A total of 628 patients with HCM and NYHA-I functional class status were identified from the Cardiovascular Imaging Registry of Calgary (CIROC). All patients underwent baseline health questionnaires and CMR imaging with a standardized protocol, inclusive of cine and late gadolinium enhancement (LGE) imaging. Patients were followed for the primary composite outcome of all-cause mortality, heart failure hospitalization, new onset of atrial fibrillation/flutter, ventricular tachycardia, or survival of sudden cardiac arrest. A multivariable Cox model for the prediction of the composite outcome was constructed from pre-specified clinically relevant variables: age, sex, diabetes, atrial fibrillation, CMR-based body surface area (BSA)-indexed left atrial (LA) volume and left ventricular (LV) mass, and total LGE % fibrosis/scar burden.

Results:

Baseline characteristics of the study cohort are shown in Table 1 (mean age 56.1±14.9 years; 69% males). Over a median follow up of 3.6 years, 79 patients (13%) experienced the primary composite outcome. Patients who developed the outcome were older, more likely female, had higher BSA-indexed LV mass and LA volume and greater fibrosis/scar burden, as well as a higher prevalence of diabetes and atrial fibrillation. Results of the multivariable Cox model for prediction of clinical outcomes are shown in Figure 1. Using 500 repeats of 1000 bootstrapped samples, the multivariable model achieved a concordance-index of 0.75 (95% CI 0.71-0.81). A risk-score nomogram was constructed from this model (Figure 2) that was able to stratify patients according to the median risk score into low- versus high-risk subgroups, the latter experiencing a 6.2-fold increased risk of future clinical outcomes (95% CI 3.3-11.6; p< 0.001).
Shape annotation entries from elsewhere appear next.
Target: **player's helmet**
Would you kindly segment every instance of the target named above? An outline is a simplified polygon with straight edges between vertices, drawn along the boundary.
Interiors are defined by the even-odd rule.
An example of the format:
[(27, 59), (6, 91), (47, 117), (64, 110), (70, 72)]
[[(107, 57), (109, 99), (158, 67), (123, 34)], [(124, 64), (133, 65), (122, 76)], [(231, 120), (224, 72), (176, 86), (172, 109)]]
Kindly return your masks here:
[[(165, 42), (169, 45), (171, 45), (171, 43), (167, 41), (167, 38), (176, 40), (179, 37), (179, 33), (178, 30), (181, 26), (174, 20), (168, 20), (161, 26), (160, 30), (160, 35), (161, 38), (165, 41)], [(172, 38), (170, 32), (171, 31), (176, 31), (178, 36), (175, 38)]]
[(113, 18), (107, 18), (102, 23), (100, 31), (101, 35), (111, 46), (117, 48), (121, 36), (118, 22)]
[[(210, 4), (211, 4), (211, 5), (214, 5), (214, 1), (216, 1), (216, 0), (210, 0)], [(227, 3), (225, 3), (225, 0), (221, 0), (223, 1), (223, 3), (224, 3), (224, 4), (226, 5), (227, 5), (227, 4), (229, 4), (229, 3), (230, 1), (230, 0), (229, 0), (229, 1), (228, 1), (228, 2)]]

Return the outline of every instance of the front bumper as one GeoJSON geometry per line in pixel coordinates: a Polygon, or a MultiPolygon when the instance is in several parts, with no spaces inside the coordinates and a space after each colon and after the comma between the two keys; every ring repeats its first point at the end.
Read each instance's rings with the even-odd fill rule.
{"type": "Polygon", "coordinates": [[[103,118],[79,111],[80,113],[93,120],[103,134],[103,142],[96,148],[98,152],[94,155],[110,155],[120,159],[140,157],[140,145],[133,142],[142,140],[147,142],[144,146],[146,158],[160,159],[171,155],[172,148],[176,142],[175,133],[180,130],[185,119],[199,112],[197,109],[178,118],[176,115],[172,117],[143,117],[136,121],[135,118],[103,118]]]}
Conclusion: To date, this is the first study aimed at developing a multivariable risk score for the prediction of adverse outcomes in asymptomatic HCM (NYHA-I) patients, delivering strong predictive performance. While future research is warranted to validate this score in external cohorts, this approach offers strong potential to identify asymptomatic patients with HCM who may benefit from targeted surveillance or therapeutic intervention.

Forest-plot of the results of multivariable Cox model for associations with the composite outcome. BSA indicates body surface area; LA, left atrium; LGE, late gadolinium enhancement; and LV, left ventricle.

Nomogram for prediction of the composite outcome (top panel). Kaplan-Meier curves for associations of low- and high-risk subgroups, stratified by the median risk score, with the composite outcome (bottom panel). BSA indicates body surface area; LA, left atrium; LGE, late gadolinium enhancement; and LV, left ventricle.